The performance is divided into 4 acts, lasting approximately 10 minutes
each, performed in front of the architecture featured.
These are as follows :
1. Pillar and 5 Dancers. Homage to William Kent.
2. Front of Chiswick House. Homage to Lord Burlington, ‘Apollo of the Arts’.
3. Gate and 6 Dancers. Homage to Inigo Jones.
4. Temple and 7 Dancers.
The choreography draws its movements from the structure, rhythms and
compositions of the architectural sites selected.
This idea can be transposed to other interesting architectural sites, both
historical and modern.
Original music specially composed for this event would accompany the
splendid, and amazing dancers from Ballet Rambert, headed by their
principal dancer and choreographer, Dane Hurst.
Richard Boyle, 3rd Earl of Burlington (1694-1753), known from Horace Walpole's epithet as the ‘Apollo of the arts'. completed his suburban dream at Chiswick in 1729. Four years later he moved his great art collection there from Burlington House, Piccadilly (today the home of the Royal Academy of Arts). The house is now owned and opened to the public by English Heritage. Since 1989 Martin has been artist-in-residence with his own studio and study in the gate-lodge. This compact hideaway was built in 1835 to the designs of the architect Decimus Burton, who is best known today as the architect of Wellington Arch at Hyde Park Corner. Martin's lodge was built for Chiswick's later owner, the 6th Duke of Devonshire. With his studio in the park, Martin is free to roam after closing time, with 40 acres to himself, drawing and reflecting on his creative forbears.
Martin spotted the Duke of Devonshire's gate-lodge when it was close to death.
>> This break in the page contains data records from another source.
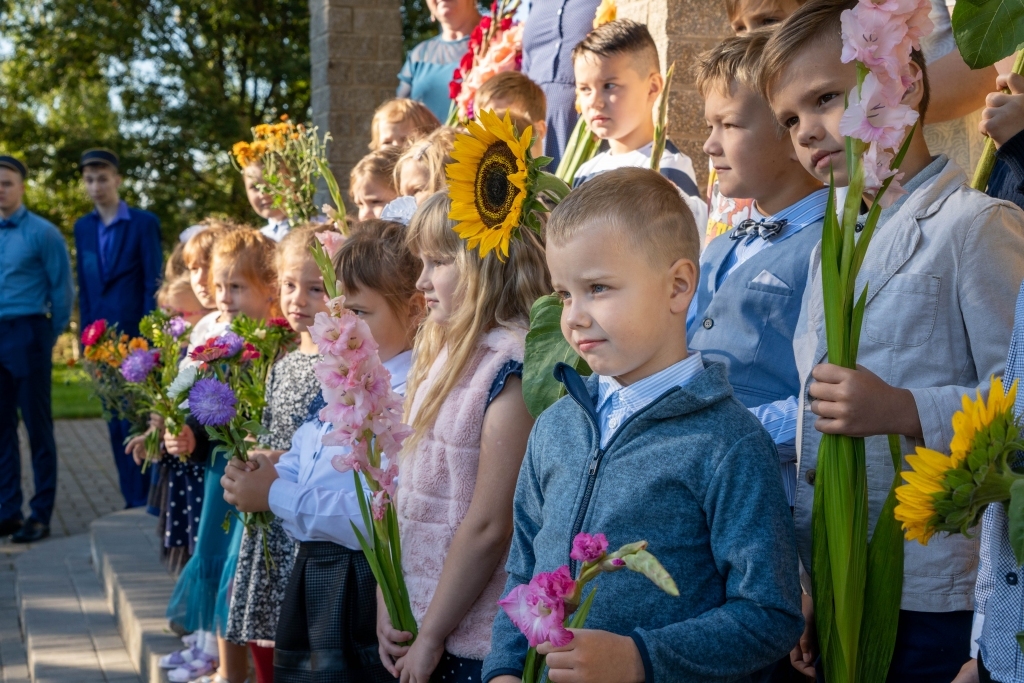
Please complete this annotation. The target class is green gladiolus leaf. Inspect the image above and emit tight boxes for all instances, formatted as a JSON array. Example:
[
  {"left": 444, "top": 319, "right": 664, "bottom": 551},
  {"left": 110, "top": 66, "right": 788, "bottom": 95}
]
[
  {"left": 1016, "top": 631, "right": 1024, "bottom": 655},
  {"left": 523, "top": 295, "right": 591, "bottom": 418},
  {"left": 951, "top": 0, "right": 1024, "bottom": 69},
  {"left": 1008, "top": 479, "right": 1024, "bottom": 565},
  {"left": 608, "top": 540, "right": 647, "bottom": 558},
  {"left": 622, "top": 549, "right": 679, "bottom": 596}
]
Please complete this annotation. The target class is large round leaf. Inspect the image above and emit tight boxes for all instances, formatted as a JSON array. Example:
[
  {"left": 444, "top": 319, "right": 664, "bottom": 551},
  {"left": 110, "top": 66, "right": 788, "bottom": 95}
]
[{"left": 952, "top": 0, "right": 1024, "bottom": 69}]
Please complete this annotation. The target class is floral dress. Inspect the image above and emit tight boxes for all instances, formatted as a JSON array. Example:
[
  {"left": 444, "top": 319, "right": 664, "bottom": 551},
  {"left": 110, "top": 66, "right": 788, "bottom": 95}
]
[{"left": 225, "top": 351, "right": 321, "bottom": 644}]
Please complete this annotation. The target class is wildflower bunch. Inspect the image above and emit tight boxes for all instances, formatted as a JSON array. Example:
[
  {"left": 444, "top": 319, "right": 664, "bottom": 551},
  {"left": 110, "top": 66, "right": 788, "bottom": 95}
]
[
  {"left": 80, "top": 319, "right": 141, "bottom": 423},
  {"left": 230, "top": 115, "right": 293, "bottom": 169},
  {"left": 448, "top": 0, "right": 523, "bottom": 124}
]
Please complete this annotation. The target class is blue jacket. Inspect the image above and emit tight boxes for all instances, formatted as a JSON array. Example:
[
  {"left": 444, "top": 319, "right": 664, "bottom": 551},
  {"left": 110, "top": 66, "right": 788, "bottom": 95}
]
[
  {"left": 74, "top": 206, "right": 162, "bottom": 337},
  {"left": 482, "top": 362, "right": 803, "bottom": 683},
  {"left": 688, "top": 221, "right": 822, "bottom": 408}
]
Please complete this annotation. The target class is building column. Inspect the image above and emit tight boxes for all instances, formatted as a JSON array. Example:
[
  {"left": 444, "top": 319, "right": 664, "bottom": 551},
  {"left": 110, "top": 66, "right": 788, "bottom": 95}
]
[{"left": 309, "top": 0, "right": 404, "bottom": 209}]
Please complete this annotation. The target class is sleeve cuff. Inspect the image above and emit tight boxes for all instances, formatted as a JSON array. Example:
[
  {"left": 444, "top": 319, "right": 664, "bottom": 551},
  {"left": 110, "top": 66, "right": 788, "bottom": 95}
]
[
  {"left": 629, "top": 631, "right": 655, "bottom": 683},
  {"left": 971, "top": 612, "right": 985, "bottom": 659},
  {"left": 268, "top": 478, "right": 300, "bottom": 520},
  {"left": 482, "top": 668, "right": 524, "bottom": 683},
  {"left": 906, "top": 387, "right": 949, "bottom": 451}
]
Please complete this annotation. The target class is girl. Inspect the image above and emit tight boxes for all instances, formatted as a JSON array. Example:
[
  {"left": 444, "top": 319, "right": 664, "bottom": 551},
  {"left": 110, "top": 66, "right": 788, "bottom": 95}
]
[
  {"left": 243, "top": 162, "right": 290, "bottom": 242},
  {"left": 224, "top": 225, "right": 332, "bottom": 683},
  {"left": 370, "top": 98, "right": 441, "bottom": 150},
  {"left": 378, "top": 192, "right": 549, "bottom": 683},
  {"left": 394, "top": 128, "right": 457, "bottom": 205},
  {"left": 219, "top": 220, "right": 424, "bottom": 683},
  {"left": 351, "top": 146, "right": 403, "bottom": 221},
  {"left": 164, "top": 228, "right": 279, "bottom": 683}
]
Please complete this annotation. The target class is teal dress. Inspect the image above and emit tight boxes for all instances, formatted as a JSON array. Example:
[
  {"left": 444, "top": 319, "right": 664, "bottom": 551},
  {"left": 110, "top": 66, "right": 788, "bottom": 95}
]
[{"left": 397, "top": 34, "right": 469, "bottom": 122}]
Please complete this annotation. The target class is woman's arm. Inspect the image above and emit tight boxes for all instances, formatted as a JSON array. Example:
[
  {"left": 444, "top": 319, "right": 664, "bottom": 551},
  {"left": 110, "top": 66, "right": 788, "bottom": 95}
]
[{"left": 397, "top": 376, "right": 534, "bottom": 683}]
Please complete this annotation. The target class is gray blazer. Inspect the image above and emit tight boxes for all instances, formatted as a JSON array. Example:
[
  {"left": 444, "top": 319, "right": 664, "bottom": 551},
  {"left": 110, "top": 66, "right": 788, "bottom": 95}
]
[{"left": 793, "top": 159, "right": 1024, "bottom": 612}]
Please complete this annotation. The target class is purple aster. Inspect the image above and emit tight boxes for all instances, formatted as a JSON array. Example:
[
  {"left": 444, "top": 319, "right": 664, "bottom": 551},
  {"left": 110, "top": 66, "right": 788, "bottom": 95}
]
[
  {"left": 120, "top": 350, "right": 158, "bottom": 383},
  {"left": 163, "top": 316, "right": 188, "bottom": 339},
  {"left": 212, "top": 331, "right": 244, "bottom": 357},
  {"left": 187, "top": 378, "right": 237, "bottom": 426}
]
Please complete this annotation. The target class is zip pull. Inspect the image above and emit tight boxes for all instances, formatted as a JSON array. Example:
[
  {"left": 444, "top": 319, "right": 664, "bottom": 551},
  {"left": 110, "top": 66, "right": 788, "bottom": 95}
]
[{"left": 589, "top": 449, "right": 602, "bottom": 475}]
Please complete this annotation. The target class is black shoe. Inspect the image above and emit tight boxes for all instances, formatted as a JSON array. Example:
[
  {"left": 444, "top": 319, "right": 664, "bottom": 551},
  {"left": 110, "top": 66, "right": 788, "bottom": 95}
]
[
  {"left": 11, "top": 519, "right": 49, "bottom": 544},
  {"left": 0, "top": 518, "right": 22, "bottom": 537}
]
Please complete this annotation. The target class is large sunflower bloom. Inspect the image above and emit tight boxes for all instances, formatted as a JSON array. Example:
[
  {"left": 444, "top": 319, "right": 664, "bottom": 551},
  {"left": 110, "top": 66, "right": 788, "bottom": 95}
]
[
  {"left": 894, "top": 447, "right": 952, "bottom": 544},
  {"left": 950, "top": 376, "right": 1017, "bottom": 460},
  {"left": 447, "top": 109, "right": 531, "bottom": 259}
]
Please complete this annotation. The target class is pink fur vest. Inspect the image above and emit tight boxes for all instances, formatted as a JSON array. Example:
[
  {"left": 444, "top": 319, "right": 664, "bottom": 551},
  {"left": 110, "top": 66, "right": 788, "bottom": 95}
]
[{"left": 397, "top": 326, "right": 526, "bottom": 660}]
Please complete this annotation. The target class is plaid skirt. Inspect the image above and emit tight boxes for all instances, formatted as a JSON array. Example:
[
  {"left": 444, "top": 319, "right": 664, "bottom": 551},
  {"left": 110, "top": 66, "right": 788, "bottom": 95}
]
[{"left": 274, "top": 541, "right": 396, "bottom": 683}]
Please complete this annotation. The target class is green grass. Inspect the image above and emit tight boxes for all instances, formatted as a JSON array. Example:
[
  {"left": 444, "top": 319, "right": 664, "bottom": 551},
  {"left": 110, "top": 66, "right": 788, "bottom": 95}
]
[{"left": 52, "top": 365, "right": 104, "bottom": 420}]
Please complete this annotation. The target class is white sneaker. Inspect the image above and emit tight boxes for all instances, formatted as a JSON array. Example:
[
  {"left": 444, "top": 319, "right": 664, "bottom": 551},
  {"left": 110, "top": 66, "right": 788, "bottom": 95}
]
[
  {"left": 159, "top": 646, "right": 206, "bottom": 669},
  {"left": 166, "top": 656, "right": 216, "bottom": 683}
]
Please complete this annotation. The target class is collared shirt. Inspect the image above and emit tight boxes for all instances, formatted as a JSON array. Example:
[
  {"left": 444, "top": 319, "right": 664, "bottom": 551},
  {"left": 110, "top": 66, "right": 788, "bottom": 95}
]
[
  {"left": 259, "top": 218, "right": 289, "bottom": 243},
  {"left": 0, "top": 205, "right": 73, "bottom": 334},
  {"left": 396, "top": 34, "right": 470, "bottom": 122},
  {"left": 94, "top": 200, "right": 131, "bottom": 273},
  {"left": 267, "top": 350, "right": 412, "bottom": 548},
  {"left": 596, "top": 352, "right": 704, "bottom": 448}
]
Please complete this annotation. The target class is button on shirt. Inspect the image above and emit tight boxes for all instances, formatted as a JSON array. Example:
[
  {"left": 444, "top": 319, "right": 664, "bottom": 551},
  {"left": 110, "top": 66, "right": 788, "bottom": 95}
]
[
  {"left": 0, "top": 205, "right": 74, "bottom": 334},
  {"left": 267, "top": 350, "right": 412, "bottom": 549},
  {"left": 596, "top": 352, "right": 704, "bottom": 448},
  {"left": 259, "top": 218, "right": 289, "bottom": 243},
  {"left": 95, "top": 200, "right": 131, "bottom": 273}
]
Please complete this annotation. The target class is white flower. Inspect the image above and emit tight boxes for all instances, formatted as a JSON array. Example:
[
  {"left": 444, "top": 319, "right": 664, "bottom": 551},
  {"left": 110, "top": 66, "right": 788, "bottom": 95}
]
[
  {"left": 167, "top": 365, "right": 199, "bottom": 400},
  {"left": 253, "top": 328, "right": 267, "bottom": 340}
]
The sad hulk had been abandoned for 25 years, except by vandals and tramps who had stripped out all the floors, joists and lathes to make fires. The gatekeeper's walled garden and outbuildings were indistinguishable, strewn with rubbish and filled with wind-sown sycamore trees stretching over 30 feet tall. After securing a long lease on the ruin he enlisted the expertise of an architect friend, Theo Crosby of the Pentagram group, who designed a new interior worthy of the grade 2 listed building. Preliminary archaeology revealed an Elizabethan well and trough that must have served thirsty travellers and their steeds on the old west road out of London en route to Bath. It felt like a promising find for a new artist's studio, perhaps, even, a sign.